Is this still the one?:
http://techsupt.winbatch.com/webcgi/webbatch.exe?techsupt/tsleft.web+Tutorials+Working~With~Web~Pages.txt (http://techsupt.winbatch.com/webcgi/webbatch.exe?techsupt/tsleft.web+Tutorials+Working~With~Web~Pages.txt)
Or has it been superseded?
Quote from: stevengraff on October 23, 2013, 04:54:36 AM
Is there, somewhere, a bible or ubertutorial for programmatic web page reading and manipulation?
Is this still the one?:
http://techsupt.winbatch.com/webcgi/webbatch.exe?techsupt/tsleft.web+Tutorials+Working~With~Web~Pages.txt (http://techsupt.winbatch.com/webcgi/webbatch.exe?techsupt/tsleft.web+Tutorials+Working~With~Web~Pages.txt)
Or has it been superseded?
That specific tutorial focuses on all the various methods for interacting with webpages. The code above used MSIE COM interface. It might be nice to one day put together a tutorial that focuses on only this method.
What's a good method for learning more about the MSIE COM interface? Is there some additional reference documentation somewhere at Microsoft's web site?
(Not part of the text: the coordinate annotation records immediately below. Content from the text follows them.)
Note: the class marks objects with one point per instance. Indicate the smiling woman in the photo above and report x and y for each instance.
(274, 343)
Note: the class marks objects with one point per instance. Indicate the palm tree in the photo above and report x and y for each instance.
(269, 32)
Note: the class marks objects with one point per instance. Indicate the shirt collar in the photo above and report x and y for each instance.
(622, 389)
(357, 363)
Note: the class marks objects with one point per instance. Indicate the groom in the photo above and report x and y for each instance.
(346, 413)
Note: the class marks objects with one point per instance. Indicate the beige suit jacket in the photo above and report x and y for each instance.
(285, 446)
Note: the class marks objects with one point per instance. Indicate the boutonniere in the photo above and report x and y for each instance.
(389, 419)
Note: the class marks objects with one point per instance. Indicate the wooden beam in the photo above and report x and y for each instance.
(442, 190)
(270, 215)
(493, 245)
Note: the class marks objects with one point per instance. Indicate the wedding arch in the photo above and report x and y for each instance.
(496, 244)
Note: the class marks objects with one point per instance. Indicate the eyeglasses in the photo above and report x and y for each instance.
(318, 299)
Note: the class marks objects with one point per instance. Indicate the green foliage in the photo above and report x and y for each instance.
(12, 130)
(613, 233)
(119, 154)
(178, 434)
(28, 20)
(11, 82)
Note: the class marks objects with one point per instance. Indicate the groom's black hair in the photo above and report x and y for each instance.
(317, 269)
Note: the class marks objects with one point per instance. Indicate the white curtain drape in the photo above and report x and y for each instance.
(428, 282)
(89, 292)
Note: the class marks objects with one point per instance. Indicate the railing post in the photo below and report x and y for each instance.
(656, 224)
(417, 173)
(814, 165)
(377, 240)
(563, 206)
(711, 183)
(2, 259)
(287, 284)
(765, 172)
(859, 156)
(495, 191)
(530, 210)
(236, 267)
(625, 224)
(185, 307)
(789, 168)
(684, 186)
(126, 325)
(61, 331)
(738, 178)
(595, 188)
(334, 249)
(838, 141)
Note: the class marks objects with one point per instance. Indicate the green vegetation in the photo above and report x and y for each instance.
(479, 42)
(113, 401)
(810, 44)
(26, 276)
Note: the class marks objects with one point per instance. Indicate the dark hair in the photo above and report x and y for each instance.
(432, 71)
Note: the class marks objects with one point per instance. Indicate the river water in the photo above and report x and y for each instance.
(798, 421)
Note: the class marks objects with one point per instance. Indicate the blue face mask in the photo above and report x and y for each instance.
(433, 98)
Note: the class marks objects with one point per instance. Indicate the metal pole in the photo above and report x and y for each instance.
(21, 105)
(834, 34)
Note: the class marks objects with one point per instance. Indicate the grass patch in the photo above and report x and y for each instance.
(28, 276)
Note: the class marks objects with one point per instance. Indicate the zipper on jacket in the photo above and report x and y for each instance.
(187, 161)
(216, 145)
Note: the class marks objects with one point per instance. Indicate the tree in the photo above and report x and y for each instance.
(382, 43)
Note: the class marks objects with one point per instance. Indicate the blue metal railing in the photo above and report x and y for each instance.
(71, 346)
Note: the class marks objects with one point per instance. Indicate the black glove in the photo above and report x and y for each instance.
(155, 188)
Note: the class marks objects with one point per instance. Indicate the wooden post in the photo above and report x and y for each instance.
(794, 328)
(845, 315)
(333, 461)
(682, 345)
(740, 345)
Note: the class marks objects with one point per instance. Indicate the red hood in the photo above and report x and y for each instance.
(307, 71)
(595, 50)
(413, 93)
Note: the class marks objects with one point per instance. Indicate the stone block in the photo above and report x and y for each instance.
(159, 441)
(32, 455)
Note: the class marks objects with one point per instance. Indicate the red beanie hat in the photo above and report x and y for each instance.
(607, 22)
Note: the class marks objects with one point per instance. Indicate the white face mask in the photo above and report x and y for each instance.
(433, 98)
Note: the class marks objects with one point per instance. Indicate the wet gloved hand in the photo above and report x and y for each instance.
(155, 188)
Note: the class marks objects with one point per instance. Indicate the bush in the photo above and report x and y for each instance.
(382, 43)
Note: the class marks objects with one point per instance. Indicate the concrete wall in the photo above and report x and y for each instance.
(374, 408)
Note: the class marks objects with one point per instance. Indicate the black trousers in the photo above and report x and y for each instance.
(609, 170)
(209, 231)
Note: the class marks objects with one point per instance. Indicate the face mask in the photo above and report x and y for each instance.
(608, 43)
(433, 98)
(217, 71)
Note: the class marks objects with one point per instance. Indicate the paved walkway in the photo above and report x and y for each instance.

Here are a couple of useful links.
http://msdn.microsoft.com/en-us/library/aa752085(VS.85).aspx
http://msdn.microsoft.com/en-us/library/ms535862(v=vs.85).aspx
Jim
Thanks Jim.
Btw, maybe it's just me, but it seems like a wealth of information has somehow gone missing. I tried searching both in the new forum and the old, for variations on words like "submit" "form" "web" looking for articles on how to programmatically submit a web form, and found nothing. I could swear there used to be examples of this, using both GET and POST methods.
I think there is a good example in the WinInet Extender for submitting a form if you need to use GET or POST and someone recently posted a way to "click" a button if you want to automate a web page to do the submission. Here is some clicking code for easy reference. It will handle the regular click as well as the Event method.
objEvent = yobrowser.document.createEvent("HTMLEvents")
i = BROWSER_OBJECT.document.GetElementById("ID_ATTRIBUTE")
If objEvent == "" Then
i.click
Else
objEvent.initEvent("click", @true, @true)
i.dispatchEvent(objEvent)
EndIf
Jim
Thanks again... that's just what I'm looking for.